The conversation detoured to teacher compensation: should it be less? More? More than a tenth of the superintendent’s salary?
Some are saying that teaching is easy, and that they should have to earn pay increases, not automatically get them. Others argue that they have knowledge of teachers who endure unspeakable hardships yet find the will to keep on teaching because they love it and feel called to it. I think the opinions expressed probably have something to do with the teachers each person has in mind. I have in mind a teacher who single-handedly taught me how to research and what civic responsibility means. Half of the kids in that class with me are either in government-related jobs or are pursuing as Master’s in history or political science or law. It took more than 40 minutes a day on his part to give us that kind of experience, and it took commitment on our part. Oh, and did I mention he was retired and didn’t get paid to spend time before and after school coaching us in government competitions?
I think it’s apparent that good teachers make a difference. They did for me, and I was already a bookworm, love-to-learn type. So I wanted to see what was so bad about rewarding those teachers. I had performance-based pay raises for mopping floors, so why not in a more critical field like education?
The first argument I ran into was that socio-economic factors are more influential in a child’s life than teachers. I’m afraid I don’t like that line of reasoning—because it makes capability subjective. I’m sorry child, but your home life isn’t too good, so I can’t be expected to impart to you the same information that the other kids get. Child, you’ll be distracted in class and you won’t get your homework done. There are plenty of counteracting influences as well—after school programs, tutoring and the inspiration that talented teachers foster.

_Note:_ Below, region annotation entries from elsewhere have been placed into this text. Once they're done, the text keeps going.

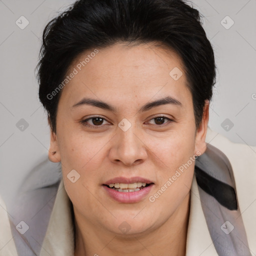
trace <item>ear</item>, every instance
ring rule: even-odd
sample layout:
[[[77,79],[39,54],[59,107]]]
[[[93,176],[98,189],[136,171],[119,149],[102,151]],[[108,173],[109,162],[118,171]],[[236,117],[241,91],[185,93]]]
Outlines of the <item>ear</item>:
[[[60,154],[57,135],[52,130],[49,118],[48,118],[48,122],[50,127],[50,140],[49,151],[48,152],[48,157],[50,161],[54,162],[60,162]]]
[[[202,154],[206,148],[206,138],[209,120],[209,100],[206,100],[202,120],[196,131],[194,154],[197,156]]]

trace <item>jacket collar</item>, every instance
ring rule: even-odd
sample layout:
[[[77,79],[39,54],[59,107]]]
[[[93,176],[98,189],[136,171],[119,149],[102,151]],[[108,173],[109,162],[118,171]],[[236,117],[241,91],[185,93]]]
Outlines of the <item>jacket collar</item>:
[[[186,256],[218,256],[204,216],[194,175],[190,202]],[[74,256],[74,229],[72,207],[62,180],[40,256]]]

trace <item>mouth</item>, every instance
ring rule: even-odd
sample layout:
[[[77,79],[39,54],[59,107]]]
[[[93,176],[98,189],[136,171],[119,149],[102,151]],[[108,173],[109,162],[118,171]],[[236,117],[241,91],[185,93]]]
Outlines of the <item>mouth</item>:
[[[142,182],[136,182],[134,183],[112,183],[108,185],[104,184],[110,188],[112,188],[118,192],[127,193],[128,192],[136,192],[143,190],[144,188],[154,184],[153,182],[146,183]]]
[[[134,203],[144,200],[154,183],[142,177],[116,178],[102,184],[106,194],[122,203]]]

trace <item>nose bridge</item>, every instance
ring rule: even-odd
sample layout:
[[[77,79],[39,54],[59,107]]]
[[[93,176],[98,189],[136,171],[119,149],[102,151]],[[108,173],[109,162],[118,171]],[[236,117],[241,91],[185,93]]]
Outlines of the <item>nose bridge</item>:
[[[118,124],[112,160],[119,160],[126,164],[132,164],[138,160],[144,160],[146,152],[143,143],[138,137],[140,131],[135,122],[122,120]]]

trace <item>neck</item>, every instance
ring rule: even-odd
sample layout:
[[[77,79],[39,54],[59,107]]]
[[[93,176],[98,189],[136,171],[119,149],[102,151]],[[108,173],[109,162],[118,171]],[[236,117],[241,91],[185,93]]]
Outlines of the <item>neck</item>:
[[[190,192],[162,225],[150,232],[120,236],[98,229],[76,218],[74,208],[74,256],[185,256],[190,208]]]

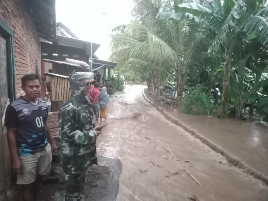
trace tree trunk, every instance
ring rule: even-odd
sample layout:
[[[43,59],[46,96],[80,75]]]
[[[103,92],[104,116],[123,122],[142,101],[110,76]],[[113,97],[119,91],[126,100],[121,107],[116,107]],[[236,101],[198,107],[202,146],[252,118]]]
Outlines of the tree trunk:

Cincinnati’s public schools were the first to test-drive merit pay in 1997 with a peer evaluation (peer evaluators held no stake in the outcomes and used factors like class preparedness). Teachers liked the process and believed it was fair and useful. The system they used doesn’t even use test scores, so that assuages the “teach to the test” fear that many express: a merit pay system doesn’t have to be based on tests and tests alone.
Benefits, on the other hand, are the ability to retain new teachers, many of which leave in the first 5 years or become discouraged because they get no compensation for going beyond the bare minimum. Falling many places along the spectrum of merit pay, Iowa, Denver and Cincinnati’s models show us that merit pay doesn’t mean making teachers compete for money. I just means not rewarding all teachers to the fullest extent because some teachers deserve that. It’s a way to retain young, passionate teachers, a way to help ineffective teachers understand that this is not their calling. It’s a way for teachers to hold themselves accountable rather than having restrictions imposed on an administrative or government level.
I have a friend who is substitute-teaching and being told to not do so much extra work because it makes the other teachers look bad. She didn’t get a job in the classroom she subbed in for 6 months because another teacher with seniority wanted the position. Does that sound like a system that retains and promotes the best and most capable teachers?